Ammachi’s Sambar

In previous posts, I’ve mentioned my granny’s best friend. We call her Ammachi and have known her all our lives. Granny and Ammachi call each other ‘Anni’ – which translates to ‘elder brother’s wife. I suppose this was their way to ensure neither woman misbehaves with their respective husbands. It’s the perfect solution to an age-old problem – make your husband your best friend’s brother and you’ll never have to fear her charms!

Anyway, I digress. Ammachi’s sambar is the best I’ve ever had. I’ve tried making it in the past, but never gave it due justice because I made it from memory and would make things up as I went. I found my old recipe notebook, and realised that I had her sambar recipe noted down. This afternoon I thought I’d make it exactly as the recipe to see if it turned out just as tasty. The end result was fantastic. I doubt it’ll ever be as tasty as Ammachi’s, but this was pretty close.

(a) You’ll need: 

  • 1 cup toor dal
  • 1/2 teaspoon turmeric powder
  • 1 green chili
  • 1 french shallot
  • 1 small tomato
  • 1/2 potato – peeled, diced
  • 1 carrot – peeled, diced
  • *(use any other vegetable you have lying around your fridge)

(b) You’ll need:

  • 1 tablespoon ghee
  • 1/2 teaspoon mustard seeds
  • 1/2 teaspoon fenugreek seeds
  • 1 dried chili – broken in half
  • 1 french shallot – sliced finely
  • 1/3 teaspoon hing
  • Salt to taste
  • 1 sprig curry leaves

(c) You’ll need: 

  • 1 heaped teaspoon tamarind paste
  • 3/4 tablespoon Baba’s fish curry powder (I use the spicy version)
  • 1/2 teaspoon roasted pepper and methi powder
  • 2 tablespoon fresh coriander – chopped finely
  • 1 cup of water (or more as needed)

Pressure cook (a) ingredients. Once cooked, use a whisk and stir well. This will help the vegetables and dal to break down.

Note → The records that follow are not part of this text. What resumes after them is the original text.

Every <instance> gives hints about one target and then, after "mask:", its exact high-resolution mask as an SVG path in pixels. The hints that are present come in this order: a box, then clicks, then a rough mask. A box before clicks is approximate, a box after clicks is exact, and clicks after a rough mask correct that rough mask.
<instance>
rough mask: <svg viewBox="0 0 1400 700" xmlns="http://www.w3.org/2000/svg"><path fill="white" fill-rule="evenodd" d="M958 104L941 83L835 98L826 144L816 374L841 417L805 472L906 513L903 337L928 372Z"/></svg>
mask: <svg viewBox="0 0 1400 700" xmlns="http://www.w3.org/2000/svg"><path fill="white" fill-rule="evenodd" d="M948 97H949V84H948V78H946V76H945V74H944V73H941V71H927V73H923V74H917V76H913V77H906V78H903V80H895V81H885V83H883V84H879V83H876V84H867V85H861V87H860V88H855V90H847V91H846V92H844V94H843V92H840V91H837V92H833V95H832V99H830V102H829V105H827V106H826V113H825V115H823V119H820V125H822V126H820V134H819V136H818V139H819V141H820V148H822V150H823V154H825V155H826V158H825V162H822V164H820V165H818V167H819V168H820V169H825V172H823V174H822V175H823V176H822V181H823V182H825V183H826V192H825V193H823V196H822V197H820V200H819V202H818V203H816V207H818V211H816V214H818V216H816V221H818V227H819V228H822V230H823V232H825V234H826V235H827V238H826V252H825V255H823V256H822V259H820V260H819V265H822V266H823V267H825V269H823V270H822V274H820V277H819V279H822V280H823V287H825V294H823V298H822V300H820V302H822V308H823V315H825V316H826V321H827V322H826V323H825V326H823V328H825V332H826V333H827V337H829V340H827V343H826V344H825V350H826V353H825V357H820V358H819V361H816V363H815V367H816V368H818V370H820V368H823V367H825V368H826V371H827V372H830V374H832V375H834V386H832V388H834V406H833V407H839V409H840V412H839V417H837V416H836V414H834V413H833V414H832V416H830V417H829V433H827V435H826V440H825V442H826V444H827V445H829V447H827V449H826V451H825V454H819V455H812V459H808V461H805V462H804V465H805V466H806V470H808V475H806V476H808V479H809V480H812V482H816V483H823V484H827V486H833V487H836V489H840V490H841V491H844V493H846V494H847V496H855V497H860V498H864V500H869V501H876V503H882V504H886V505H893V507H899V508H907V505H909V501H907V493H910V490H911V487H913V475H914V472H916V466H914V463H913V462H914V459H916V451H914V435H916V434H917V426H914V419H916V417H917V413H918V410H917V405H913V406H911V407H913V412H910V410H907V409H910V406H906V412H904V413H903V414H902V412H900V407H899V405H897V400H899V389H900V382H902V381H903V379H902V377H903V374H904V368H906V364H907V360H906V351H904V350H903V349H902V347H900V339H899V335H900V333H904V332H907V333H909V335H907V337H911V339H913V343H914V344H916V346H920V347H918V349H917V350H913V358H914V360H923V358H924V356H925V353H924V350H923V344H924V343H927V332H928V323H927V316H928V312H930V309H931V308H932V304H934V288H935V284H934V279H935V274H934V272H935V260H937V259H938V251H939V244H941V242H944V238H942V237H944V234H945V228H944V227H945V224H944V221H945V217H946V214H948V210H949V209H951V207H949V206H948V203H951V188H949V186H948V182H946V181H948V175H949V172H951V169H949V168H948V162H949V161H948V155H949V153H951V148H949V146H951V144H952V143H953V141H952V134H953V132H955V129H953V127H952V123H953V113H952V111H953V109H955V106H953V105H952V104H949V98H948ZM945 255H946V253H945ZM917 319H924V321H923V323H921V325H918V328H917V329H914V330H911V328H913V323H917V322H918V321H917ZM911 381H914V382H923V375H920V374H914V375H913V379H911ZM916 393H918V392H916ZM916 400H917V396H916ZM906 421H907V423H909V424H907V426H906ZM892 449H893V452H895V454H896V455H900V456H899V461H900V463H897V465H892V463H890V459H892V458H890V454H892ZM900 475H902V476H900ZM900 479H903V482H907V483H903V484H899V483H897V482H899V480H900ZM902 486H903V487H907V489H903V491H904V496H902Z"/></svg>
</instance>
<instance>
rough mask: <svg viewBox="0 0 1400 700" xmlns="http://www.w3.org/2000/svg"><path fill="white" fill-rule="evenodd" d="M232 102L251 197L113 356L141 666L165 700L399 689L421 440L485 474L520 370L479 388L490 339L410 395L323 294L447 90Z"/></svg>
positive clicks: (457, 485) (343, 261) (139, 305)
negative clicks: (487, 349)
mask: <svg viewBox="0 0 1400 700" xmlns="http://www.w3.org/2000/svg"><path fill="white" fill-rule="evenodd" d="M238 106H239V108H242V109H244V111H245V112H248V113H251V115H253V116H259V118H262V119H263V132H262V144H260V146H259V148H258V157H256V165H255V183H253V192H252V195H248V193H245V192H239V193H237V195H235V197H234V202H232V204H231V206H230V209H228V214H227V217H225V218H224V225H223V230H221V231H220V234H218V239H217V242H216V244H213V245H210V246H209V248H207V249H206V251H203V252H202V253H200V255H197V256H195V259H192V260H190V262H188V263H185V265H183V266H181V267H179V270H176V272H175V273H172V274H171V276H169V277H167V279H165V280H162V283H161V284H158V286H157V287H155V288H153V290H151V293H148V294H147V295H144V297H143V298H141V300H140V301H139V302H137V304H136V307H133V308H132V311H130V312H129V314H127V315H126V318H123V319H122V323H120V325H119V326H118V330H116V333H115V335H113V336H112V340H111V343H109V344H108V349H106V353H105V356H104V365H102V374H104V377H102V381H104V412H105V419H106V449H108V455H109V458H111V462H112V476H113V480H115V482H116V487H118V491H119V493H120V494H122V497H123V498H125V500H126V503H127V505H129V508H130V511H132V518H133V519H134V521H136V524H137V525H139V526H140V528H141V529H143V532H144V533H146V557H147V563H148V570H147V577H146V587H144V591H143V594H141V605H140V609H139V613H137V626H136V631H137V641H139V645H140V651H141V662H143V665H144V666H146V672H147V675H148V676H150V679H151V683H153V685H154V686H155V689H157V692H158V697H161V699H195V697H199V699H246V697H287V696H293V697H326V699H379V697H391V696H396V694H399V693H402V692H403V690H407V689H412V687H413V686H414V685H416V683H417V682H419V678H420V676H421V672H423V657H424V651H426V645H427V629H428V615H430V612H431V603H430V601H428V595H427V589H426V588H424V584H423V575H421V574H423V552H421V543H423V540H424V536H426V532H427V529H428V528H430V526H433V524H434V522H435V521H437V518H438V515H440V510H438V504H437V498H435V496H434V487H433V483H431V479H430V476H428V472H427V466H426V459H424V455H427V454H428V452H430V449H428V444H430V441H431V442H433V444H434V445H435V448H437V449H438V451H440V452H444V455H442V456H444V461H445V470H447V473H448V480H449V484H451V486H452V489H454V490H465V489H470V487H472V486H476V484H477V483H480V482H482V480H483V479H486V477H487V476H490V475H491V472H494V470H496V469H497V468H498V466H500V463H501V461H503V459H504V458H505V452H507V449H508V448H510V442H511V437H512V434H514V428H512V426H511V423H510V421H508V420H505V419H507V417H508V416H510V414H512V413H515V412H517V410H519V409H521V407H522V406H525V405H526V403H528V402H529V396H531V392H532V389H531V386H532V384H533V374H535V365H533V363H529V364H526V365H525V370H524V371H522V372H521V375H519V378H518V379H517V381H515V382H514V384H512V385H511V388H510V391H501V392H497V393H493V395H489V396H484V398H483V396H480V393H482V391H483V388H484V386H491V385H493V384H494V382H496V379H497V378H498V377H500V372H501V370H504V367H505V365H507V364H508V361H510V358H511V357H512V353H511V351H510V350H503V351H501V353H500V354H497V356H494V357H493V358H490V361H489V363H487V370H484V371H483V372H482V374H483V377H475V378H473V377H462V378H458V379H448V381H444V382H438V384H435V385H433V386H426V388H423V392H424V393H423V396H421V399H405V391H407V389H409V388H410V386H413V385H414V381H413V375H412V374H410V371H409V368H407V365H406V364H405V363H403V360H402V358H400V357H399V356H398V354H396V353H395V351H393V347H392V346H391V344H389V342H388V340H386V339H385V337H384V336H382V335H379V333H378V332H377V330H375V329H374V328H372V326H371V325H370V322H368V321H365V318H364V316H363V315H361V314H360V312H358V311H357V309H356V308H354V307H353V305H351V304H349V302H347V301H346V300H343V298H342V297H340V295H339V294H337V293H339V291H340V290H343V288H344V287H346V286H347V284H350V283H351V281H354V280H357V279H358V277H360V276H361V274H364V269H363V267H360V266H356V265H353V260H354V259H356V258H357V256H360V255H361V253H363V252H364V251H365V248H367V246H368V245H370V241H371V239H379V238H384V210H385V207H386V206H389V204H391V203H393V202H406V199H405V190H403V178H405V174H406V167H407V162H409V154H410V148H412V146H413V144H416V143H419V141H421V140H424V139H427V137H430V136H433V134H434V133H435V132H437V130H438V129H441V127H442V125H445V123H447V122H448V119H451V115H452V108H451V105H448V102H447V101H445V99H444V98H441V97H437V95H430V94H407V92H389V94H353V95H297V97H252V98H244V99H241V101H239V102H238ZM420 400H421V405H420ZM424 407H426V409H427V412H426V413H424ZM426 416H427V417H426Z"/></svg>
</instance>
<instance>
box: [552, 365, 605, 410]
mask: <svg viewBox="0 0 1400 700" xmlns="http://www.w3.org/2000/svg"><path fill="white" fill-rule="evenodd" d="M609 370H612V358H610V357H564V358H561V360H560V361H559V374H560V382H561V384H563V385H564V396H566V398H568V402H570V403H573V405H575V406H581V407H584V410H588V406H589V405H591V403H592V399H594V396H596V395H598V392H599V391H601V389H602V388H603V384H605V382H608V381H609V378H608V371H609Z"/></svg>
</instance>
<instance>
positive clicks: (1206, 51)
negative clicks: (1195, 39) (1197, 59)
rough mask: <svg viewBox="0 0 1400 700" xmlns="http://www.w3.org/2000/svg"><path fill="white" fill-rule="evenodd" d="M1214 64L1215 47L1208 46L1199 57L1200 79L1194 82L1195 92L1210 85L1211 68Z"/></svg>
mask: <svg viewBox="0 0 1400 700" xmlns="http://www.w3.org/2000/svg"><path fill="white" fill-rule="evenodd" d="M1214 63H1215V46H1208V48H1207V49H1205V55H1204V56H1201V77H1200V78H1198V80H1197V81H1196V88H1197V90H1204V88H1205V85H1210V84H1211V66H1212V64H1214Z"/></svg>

Heat ghee in a pot, add onions, hing, dried chili and salt. Fry until soft. Push onions aside, add a little more ghee if required. Add mustard seeds, fenugreek seeds and curry leaves. Allow to cook until mustard seeds pop. Remove from heat.

Add all the ingredients in (c) to the fried spices. The water helps deglaze the pot. You don’t want to waste all the good flavour from frying the onions in ghee. Add this mix to the cooked dal and vegetables. Add more water if required. You don’t want the sambar too thick.

Bring the sambar to a light boil. Stir well. Serve with hot rice and ghee. Enjoy!

As the sambar cools, it will thicken. Just add water as required.